Şöyle ki; Yaşanmışlıklarla bağdaşan bu kaza sahnesinden ‘Babamın arkadaşlarını bir torba içinde verdiler cenaze sahiplerine. Ama acı bizim acımızdı, kayıp bizim kaybımız’ şeklinde hafızalara kazınacak bir mesajcılıkla hikâyesinin güçlülüğüne dair ipucu veren yapım, ‘Takdir-i ilahi’ denilerek geçiştirilen kazaların aslında ihmaller sonucu meydana gelen ‘cinayet’ler olduğunun altını çizerek senaryonun adalet yönünün sağlam yürütüleceğini gösteriyor en baştan. Böylece ‘kadercilik’ algısına karşı bir bakış açısı sunarak, hakkaniyete dayalı gerçek adalet adına çok şey söyleme potansiyelini koyuyor ortaya
‘Allah verdi, Allah aldı’ kabullenmişliğini yıkmaya yönelik mantığını çok beğendiğim için henüz yayına çıkmadan sıcak baktığım ‘Zemheri’nin tanıtımlarından yansıyan bir diğer önemli detay ‘aşk’ın sergilenme şekli…

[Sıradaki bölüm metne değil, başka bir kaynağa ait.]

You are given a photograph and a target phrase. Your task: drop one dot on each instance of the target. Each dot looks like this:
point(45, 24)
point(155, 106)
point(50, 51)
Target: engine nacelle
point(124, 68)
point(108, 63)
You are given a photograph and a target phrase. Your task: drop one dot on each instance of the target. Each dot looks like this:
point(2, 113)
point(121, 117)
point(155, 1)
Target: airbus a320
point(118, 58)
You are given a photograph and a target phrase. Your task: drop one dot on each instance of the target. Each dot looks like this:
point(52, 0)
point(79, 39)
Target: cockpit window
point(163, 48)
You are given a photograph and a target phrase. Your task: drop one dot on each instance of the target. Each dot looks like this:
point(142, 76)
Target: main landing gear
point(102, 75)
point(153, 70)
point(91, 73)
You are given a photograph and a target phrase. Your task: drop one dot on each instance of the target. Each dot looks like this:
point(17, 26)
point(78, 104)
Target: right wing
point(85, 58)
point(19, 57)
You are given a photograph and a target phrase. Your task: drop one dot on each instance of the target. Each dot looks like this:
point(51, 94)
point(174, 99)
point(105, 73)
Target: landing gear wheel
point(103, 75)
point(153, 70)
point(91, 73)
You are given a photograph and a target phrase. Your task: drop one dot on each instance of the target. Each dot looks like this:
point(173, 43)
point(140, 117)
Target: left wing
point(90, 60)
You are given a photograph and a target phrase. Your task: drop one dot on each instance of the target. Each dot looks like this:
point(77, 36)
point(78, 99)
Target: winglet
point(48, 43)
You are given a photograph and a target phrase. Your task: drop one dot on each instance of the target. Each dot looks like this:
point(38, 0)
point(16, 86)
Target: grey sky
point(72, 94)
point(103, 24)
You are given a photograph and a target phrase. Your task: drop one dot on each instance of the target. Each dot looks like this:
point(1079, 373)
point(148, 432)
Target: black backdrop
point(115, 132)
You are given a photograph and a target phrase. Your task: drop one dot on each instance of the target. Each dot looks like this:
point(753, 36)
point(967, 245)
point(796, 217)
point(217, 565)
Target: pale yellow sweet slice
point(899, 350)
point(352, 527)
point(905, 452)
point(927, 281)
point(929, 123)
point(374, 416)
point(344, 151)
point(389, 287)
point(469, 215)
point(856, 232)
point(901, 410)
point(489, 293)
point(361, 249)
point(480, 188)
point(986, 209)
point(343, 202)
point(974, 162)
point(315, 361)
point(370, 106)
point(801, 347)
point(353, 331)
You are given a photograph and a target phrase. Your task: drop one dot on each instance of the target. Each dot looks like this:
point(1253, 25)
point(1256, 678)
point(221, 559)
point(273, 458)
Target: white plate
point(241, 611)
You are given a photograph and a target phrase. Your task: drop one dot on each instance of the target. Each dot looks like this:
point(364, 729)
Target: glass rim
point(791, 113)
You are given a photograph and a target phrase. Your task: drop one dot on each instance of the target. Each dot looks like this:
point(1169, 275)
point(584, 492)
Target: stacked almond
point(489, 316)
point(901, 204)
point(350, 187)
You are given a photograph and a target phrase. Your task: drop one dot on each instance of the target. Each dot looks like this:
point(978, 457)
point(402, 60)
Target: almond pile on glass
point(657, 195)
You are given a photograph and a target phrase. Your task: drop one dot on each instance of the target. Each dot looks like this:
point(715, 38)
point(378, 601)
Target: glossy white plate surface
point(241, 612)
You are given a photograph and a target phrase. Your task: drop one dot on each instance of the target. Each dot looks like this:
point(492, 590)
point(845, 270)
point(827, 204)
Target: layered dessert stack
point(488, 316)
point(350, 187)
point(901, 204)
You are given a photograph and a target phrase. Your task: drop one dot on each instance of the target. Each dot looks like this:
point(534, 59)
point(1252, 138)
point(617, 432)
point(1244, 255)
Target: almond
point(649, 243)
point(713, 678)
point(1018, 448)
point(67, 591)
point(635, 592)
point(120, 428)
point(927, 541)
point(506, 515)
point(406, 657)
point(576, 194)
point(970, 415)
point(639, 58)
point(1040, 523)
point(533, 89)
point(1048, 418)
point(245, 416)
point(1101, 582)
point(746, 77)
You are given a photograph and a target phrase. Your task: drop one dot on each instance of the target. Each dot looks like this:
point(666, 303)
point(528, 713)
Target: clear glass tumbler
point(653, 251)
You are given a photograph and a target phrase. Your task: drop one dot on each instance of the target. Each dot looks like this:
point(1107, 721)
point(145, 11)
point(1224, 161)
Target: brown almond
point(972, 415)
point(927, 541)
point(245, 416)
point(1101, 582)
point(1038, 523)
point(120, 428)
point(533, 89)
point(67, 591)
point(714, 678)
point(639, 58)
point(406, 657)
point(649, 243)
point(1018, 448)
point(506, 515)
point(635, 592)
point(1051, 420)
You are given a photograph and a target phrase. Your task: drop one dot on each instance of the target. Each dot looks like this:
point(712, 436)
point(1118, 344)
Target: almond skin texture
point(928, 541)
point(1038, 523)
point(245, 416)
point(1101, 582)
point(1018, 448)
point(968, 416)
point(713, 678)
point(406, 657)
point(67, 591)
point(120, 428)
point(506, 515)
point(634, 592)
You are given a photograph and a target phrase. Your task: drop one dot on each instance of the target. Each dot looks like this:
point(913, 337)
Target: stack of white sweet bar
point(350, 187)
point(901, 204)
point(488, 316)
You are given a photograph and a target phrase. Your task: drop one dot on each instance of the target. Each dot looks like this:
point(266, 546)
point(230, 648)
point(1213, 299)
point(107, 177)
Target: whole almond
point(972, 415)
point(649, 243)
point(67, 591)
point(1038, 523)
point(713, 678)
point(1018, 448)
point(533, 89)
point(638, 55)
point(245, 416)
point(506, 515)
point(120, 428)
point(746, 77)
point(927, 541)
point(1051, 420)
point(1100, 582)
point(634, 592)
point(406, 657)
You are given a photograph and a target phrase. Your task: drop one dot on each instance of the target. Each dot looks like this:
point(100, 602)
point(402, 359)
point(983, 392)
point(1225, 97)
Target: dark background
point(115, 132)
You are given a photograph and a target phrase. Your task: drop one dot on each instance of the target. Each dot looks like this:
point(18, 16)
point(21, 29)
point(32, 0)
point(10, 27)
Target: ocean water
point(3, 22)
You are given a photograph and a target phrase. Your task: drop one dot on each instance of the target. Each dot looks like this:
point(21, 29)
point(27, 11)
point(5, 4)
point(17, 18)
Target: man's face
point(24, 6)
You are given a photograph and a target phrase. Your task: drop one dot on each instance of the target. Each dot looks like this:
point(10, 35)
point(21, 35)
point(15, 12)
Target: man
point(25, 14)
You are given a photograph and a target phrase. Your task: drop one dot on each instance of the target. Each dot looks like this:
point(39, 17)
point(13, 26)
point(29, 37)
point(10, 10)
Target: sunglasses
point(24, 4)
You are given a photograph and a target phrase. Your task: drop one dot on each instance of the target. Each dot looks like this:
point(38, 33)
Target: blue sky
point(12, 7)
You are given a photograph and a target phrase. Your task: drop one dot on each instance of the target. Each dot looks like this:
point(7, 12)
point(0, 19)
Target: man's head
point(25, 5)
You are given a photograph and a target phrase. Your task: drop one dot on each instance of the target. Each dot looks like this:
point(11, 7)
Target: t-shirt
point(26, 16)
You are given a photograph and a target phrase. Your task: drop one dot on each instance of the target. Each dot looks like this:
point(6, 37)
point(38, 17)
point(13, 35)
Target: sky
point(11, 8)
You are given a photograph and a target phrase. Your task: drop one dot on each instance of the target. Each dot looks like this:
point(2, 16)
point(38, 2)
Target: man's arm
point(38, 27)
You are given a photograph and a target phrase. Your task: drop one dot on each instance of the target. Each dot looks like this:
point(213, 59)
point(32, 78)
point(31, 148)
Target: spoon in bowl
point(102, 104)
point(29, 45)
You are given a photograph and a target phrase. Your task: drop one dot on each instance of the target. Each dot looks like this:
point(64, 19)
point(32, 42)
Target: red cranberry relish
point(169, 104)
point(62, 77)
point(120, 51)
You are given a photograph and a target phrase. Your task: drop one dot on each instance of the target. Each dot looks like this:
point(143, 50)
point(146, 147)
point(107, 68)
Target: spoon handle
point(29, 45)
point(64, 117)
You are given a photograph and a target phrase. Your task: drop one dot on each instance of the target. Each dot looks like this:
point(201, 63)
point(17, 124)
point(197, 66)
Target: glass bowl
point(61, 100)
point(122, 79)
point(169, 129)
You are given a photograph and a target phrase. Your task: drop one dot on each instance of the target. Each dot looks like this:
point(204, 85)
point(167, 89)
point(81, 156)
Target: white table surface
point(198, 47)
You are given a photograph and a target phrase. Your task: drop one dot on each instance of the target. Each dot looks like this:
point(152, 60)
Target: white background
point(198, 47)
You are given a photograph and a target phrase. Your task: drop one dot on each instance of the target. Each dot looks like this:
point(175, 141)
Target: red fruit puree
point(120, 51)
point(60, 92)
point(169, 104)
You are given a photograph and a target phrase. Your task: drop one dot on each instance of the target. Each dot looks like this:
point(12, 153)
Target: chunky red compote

İstemedikleri hayatı yaşamak durumunda bırakılan kadınların cephesine pencere açarken, aileleriyle diğer insanlar arasında seçim yapmak zorunda kalanların dünyasına da etkili bir giriş yapacağını hissettiren yapımın aşk kanadı, yaşamla paralel doğallıkta ele alınacak gibi duruyor. Misal, Alperen Duymaz ile Ayça Ayşin Turan’ı yağmur altında dans ettirerek izleyiciye sunması! Bu kısa sahne dahi dizideki ‘aşk’ın çok duygusal ve gerçekçi biçimde yaşanacağının kanıtı şeklinde. İkilinin yarattığı naifliği izlemeye doyamadım doğrusu.
Ve özellikle ‘Kurt Seyid ve Şura’nın başlangıç bölümlerindeki yabancı yapımları aratmayan sahnelerden dolayı takdir ettiğim Hilal Saral’ın yönetmenliğinde yorum gücünü belirleyecek olan ‘Zemheri’nin oyuncu kanadı…
Ayaz karakterine can verecek olan Alperen Duymaz’ın varlığı benim için büyük referans. Zira hep takdir ettiğim oyunculuğuna ivme kazandırarak ilerleyen Duymaz, tanıtımlardan da rahatlıkla anlaşılacağı üzere, canlandırdığı karakterlerle bütünleşiyor adeta. Burada da kazanın yaşandığı kulenin tepesinde ‘Biz nasıl ineceğiz aşağıya? Bu insanların arasından nasıl geçeceğiz’ diyerek vicdanını dillendirirken de inandırıcı bir performansa sahip… ‘Ben sensiz nefes alamıyorum’ diye aşkını fısıldarken de! Kısacası henüz tanıtım aşamasında bile rol oynamaktan ziyade, mükemmel bir doğallık sunuyor bize.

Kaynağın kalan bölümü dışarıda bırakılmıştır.